Everyone wants customers who rave about them to others. Getting a positive, personal recommendation from a friend or neighbor carries more weight than the most expensive advertising. It’s a trust issue. We know our friends and neighbors are self-motivated to tell their story, there is no payment involved. They want the best for us and want to share a good experience.
Instead of creating raves, many owners create gigantic waves that also become word of mouth stories of who not to use for service.
Waves are created by:
- No follow-through
- Not keeping your word
- Being treated gruffly or rudely by anyone in the organization
- Doing the bare minimum
- Being late or not showing up
- Lack of integrity
These are only a few of the things that create waves, but they are more prevalent than you might imagine.
Being good at what you do is just the beginning.

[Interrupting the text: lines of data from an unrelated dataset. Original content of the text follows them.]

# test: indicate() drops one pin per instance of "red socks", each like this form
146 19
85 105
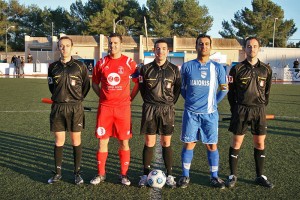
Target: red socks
101 161
124 161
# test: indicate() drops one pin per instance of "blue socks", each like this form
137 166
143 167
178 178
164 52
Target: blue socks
213 161
186 159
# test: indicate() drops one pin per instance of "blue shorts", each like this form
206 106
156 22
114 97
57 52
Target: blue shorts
200 126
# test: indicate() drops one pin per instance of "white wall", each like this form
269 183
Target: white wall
30 69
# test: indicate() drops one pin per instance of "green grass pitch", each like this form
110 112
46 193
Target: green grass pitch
26 151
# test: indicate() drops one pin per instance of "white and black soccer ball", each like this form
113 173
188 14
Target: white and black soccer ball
156 178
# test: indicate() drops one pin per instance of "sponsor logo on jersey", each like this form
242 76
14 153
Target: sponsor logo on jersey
200 82
141 80
113 79
229 79
203 74
50 80
120 70
169 85
101 131
214 168
187 165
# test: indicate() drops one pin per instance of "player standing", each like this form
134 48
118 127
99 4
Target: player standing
159 83
111 82
69 84
249 90
201 78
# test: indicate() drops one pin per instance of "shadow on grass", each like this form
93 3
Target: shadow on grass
33 157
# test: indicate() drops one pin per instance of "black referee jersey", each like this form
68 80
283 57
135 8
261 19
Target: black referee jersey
68 82
249 85
160 85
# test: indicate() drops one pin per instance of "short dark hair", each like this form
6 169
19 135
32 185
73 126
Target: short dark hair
203 36
116 35
65 38
251 38
160 41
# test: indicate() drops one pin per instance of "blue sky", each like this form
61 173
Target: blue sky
219 9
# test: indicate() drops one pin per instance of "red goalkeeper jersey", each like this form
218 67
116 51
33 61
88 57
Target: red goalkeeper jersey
114 75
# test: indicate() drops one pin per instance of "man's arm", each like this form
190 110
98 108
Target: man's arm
232 89
134 91
85 82
268 86
96 88
177 86
183 82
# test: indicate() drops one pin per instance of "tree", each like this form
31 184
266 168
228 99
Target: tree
260 22
3 24
161 17
192 18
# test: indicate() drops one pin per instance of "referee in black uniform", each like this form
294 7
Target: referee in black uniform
248 96
69 84
159 84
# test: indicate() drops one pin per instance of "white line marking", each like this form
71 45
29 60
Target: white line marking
156 193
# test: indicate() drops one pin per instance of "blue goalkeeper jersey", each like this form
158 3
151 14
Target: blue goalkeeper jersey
200 84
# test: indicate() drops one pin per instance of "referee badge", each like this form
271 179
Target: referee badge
50 80
141 79
229 79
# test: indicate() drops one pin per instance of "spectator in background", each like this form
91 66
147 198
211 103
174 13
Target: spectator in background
296 63
22 66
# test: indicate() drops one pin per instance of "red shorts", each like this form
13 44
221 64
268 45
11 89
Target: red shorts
113 122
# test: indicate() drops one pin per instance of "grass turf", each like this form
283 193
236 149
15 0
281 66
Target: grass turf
26 151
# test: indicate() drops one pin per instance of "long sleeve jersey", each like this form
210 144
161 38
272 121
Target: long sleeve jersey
160 85
200 85
68 82
249 85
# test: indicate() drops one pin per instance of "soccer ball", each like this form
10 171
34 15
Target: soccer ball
156 178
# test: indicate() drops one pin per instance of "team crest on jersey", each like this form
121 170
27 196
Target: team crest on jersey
113 79
229 79
50 80
203 74
141 80
120 70
101 131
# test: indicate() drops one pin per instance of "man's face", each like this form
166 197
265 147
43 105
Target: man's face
115 45
203 47
65 48
252 48
161 51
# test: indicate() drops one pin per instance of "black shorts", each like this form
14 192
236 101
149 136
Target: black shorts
244 116
157 119
67 117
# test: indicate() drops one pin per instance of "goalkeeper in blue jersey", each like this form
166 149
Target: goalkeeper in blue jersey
204 85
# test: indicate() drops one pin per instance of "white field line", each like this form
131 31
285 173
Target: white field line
156 193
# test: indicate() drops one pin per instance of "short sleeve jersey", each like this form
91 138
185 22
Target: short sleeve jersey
114 75
200 85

Creating stories that make customers rave is not hard but does take awareness and putting specific operational processes into place.
Know what is most important to the customer.
Taking the time to learn what your customer values most takes place in your first interview with them.
This is the time to dig deeper to get them to tell you stories about their previous experiences and what they loved and hated about them. What does going the extra mile means to them?
Make detailed notes about these things and later transfer them into whatever system you use to track your customers so you can refer to them later to create a rave.
Put processes in place to address each item from how the phone or email is answered to your final interview after the job is complete.
How is your customer greeted? Do you write to a general audience, or do you personalize each message with their name? Are your emails personalized? What are their areas of concern? Are they pressed for time? What are their communication preferences? What are their fears regarding the service you are offering? What gives them confidence in terms of services they hire?
Every single one of the above questions refers to a level of service that you can define.
- Take the time to interview some former customers and find out what their standards are for exceptional service and the specific activities that made them notice and remember them.
- Next, define your processes and protocols. Train your staff (or yourself) to implement these immediately.
- Finally, look for opportunities, even in dire catastrophe, that will create something positive and memorable. Notice what customer need/s are to which no one is attending.
This week, I’ll share some stories of owners that created enduring raves.
It’s not as hard as you might think.